A lot of bass players like the circuit, so I'll be building it, as the D-R and all its derivatives suck the low-end out of your bass signal. 


Other non-opticals non-DRivatives to consider: 
Orange Squeezer and variants (check out Toadworks Mr Squishy and G Tranter's Orange Smoothie),
Orman's AMZ Q&D (very cool, built in noise gate and does limiting too), 
Rothwell Love Squeeze (on my bench awaiting mods),
Jon Patton's FET-based BearHug,
That JAM on vero or PCB from UK.ELECTRONIC and Musikding, 
Schalltechnik_04 Pumpernickle (DBX 160-based),
Tadek Hexe,
GGG's Ibanez BP-10/CP-10 copy (cool, uses a BA6110 instead of the CA3080/13600/13700),
Wayne Kirkwood's TOKC (That One Knob Comp),
Pellucid by Jonny.Reckless...


Maybe this Oshpark project, too:  Audioleveler by W2AEW "https://oshpark.com/profiles/LRY/page/2" I haven't checked it out thoroughly yet, just stumbled across it and bookmarked it.


Good luck with your search, wherever it leads you.


----------



## ficelles (May 23, 2021)

I completed my Thumb Sucker build yesterday... having already built two other versions (FuzzDog, DeadEndFX) I noticed that this one is slightly different in terms of components and specific component values, and in operation seems to be a little more subtle although you can get extreme compression out of it if you want, it just dials in later. One improvement on the others is the Attack, which does seem to come right down to zero ms unlike my other two builds of the ET circuit.
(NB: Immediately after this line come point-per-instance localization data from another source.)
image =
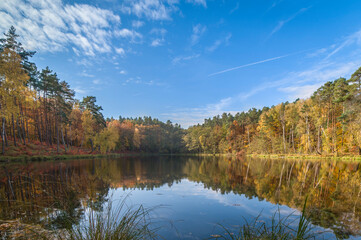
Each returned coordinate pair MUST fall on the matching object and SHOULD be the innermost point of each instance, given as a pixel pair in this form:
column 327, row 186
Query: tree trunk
column 62, row 137
column 3, row 136
column 57, row 136
column 12, row 119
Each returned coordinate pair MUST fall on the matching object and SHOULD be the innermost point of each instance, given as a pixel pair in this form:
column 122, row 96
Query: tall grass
column 122, row 222
column 280, row 229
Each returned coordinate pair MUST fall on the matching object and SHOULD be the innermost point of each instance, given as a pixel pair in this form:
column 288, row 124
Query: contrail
column 255, row 63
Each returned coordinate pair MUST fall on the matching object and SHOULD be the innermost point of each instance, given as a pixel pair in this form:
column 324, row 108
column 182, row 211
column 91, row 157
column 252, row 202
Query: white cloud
column 219, row 42
column 51, row 25
column 184, row 58
column 151, row 9
column 96, row 81
column 283, row 22
column 126, row 33
column 137, row 24
column 157, row 42
column 198, row 31
column 155, row 9
column 85, row 74
column 120, row 51
column 198, row 2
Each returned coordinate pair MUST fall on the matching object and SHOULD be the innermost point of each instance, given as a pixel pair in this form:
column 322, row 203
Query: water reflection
column 50, row 193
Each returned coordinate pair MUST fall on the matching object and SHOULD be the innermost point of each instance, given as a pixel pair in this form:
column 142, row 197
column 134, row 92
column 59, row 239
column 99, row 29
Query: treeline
column 327, row 123
column 36, row 106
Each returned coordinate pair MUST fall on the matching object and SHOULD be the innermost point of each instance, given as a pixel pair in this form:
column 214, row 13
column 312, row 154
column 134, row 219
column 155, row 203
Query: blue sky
column 186, row 60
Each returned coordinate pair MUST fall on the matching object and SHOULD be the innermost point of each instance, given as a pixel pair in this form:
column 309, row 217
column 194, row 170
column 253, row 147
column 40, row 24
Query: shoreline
column 306, row 157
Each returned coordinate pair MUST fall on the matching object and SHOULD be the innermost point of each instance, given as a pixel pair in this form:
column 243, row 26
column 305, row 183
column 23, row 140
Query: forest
column 38, row 108
column 327, row 123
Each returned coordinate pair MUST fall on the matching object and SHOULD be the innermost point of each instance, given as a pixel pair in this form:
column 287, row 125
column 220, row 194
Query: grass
column 122, row 222
column 279, row 230
column 307, row 157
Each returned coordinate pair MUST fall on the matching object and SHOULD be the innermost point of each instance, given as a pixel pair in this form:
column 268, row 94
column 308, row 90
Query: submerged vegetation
column 279, row 229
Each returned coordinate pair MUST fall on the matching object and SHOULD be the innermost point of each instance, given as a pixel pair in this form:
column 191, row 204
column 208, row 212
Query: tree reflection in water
column 52, row 193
I'm certainly pleased with the Thumb Sucker and it's staying on my mostly-PedalPCB 125B board.


----------



## Feral Feline (May 23, 2021)

Man that board belongs in the "Show your Tidy Board" thread on TB! 

I like how the colours in the middle are book-ended by the hammer-tonish finishes.

Killer!


----------



## Mike McLane (May 26, 2021)

Anybody gotta line on how the RATIO control differs (or not) from a BLEND control?


----------



## Matopotato (Feb 6, 2022)

ficelles said:


> I completed my Thumb Sucker build yesterday... having already built two other versions (FuzzDog, DeadEndFX) I noticed that this one is slightly different in terms of components and specific component values, and in operation seems to be a little more subtle although you can get extreme compression out of it if you want, it just dials in later. One improvement on the others is the Attack, which does seem to come right down to zero ms unlike my other two builds of the ET circuit. I'm certainly pleased with the Thumb Sucker and it's staying on my mostly-PedalPCB 125B board.
> 
> View attachment 12084View attachment 12085View attachment 12086


Is the Attack quite subtle? Or did I miss some solderpoint…
First attempt and all knobs respond but for attack imho. Could be that it becomes more noticable once the others are ”aligned” more properly


----------



## princeofyams (Feb 6, 2022)

I’ve got one on the bench right now! Getting all excited hearing yours made it to the board. 👍


----------



## Matopotato (Feb 6, 2022)

Cool! Never had a compressor before so that was a great experience for me. The LED was not right over the drill template in my case. I guess 4-5mm north would have been better. So unless you have already drilled, check it first. I have a bigger type of Bezel though, but it bends alright in place. 
Haven't decided on art and layout yet, but I am leaning on something with a Atlas Copco Compressor, old 70s yellow type... We'll see. WIll be cool to learn how it goes for you 
Mine has a slight scrapy distortiony kind of side sound to it when ratio is high and threshold is low, especially humbuckers. I hope your's doesn't. Fingers crossed!


----------



## princeofyams (Feb 6, 2022)

That looks great man! I'm just on the board right now and still have to wait for the LM13700 in the mail. Thanks for the heads up though, I usually use 5mm LED's and in my experience the drill template always seems a few centimetres out of position. I've taken to just wiring them with connectors anyway, just incase I want it in a special spot on the enclosure. 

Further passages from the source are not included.